Reaktionen und Konsequenzen
Die Veröffentlichung der E-Mails führte zu einer Welle von Kundenabgängen bei Wassermans Agentur. Zu den prominenten Klienten, die ihre Zusammenarbeit beendeten, gehören:
- Sängerin Chappell Roan
- Ehemalige US-Fußballlegende Abby Wambach
- Sänger Orville Peck
- Sängerin Chelsea Cutler
- Sänger-Songwriterin Weyes Blood
Chappell Roan erklärte, dass kein Künstler, Agent oder Mitarbeiter Handlungen verteidigen oder übersehen sollte, die so tief mit den eigenen moralischen Werten in Konflikt stehen. Sie fügte hinzu, dass Künstler eine Vertretung verdienen, die ihren Werten entspricht und ihre Sicherheit und Würde unterstützt.
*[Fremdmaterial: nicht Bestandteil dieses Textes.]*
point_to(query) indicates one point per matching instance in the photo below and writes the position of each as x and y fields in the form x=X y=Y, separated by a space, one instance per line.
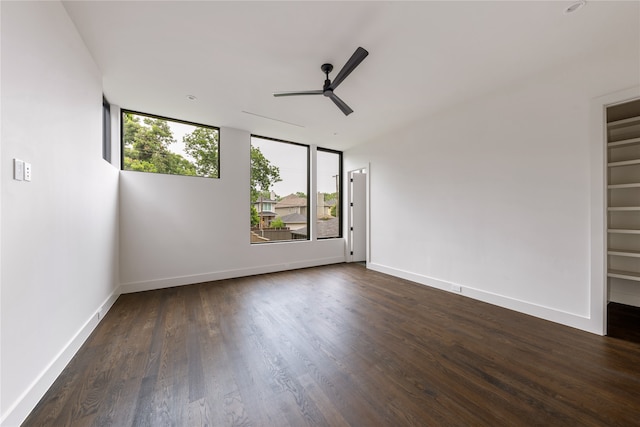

Wassermans Zukunft bei LA28
Trotz der Kontroversen wird Casey Wasserman weiterhin als Vorsitzender des Organisationskomitees der Olympischen Spiele 2028 in Los Angeles fungieren. Das Exekutivkomitee des LA28-Vorstands traf sich, um Wassermans Erscheinen in den Epstein-Dateien zu besprechen. Nach einer Überprüfung durch das Komitee und eine externe Anwaltskanzlei, bei der Wasserman voll kooperierte, wurde festgestellt, dass seine Beziehung zu Epstein und Maxwell "nicht über das bereits öffentlich Dokumentierte hinausging".
Das Komitee erklärte, Wasserman solle "LA28 weiterhin leiten und sichere und erfolgreiche Spiele liefern". Auch die Vizepräsidentin des IOC, Nicole Hoevertsz, sprach Wasserman und seinem Team ihr "volles Vertrauen" aus, obwohl führende Persönlichkeiten aus Los Angeles seinen Rücktritt gefordert hatten.
In seinem Memo an die Mitarbeiter der Agentur betonte Wasserman, dass er sich nun voll und ganz der Aufgabe widmen werde, "Los Angeles Olympische Spiele im Jahr 2028 zu liefern, die dieser herausragenden Stadt würdig sind". Mike Watts wird währenddessen die tägliche Leitung des Geschäfts der Agentur übernehmen.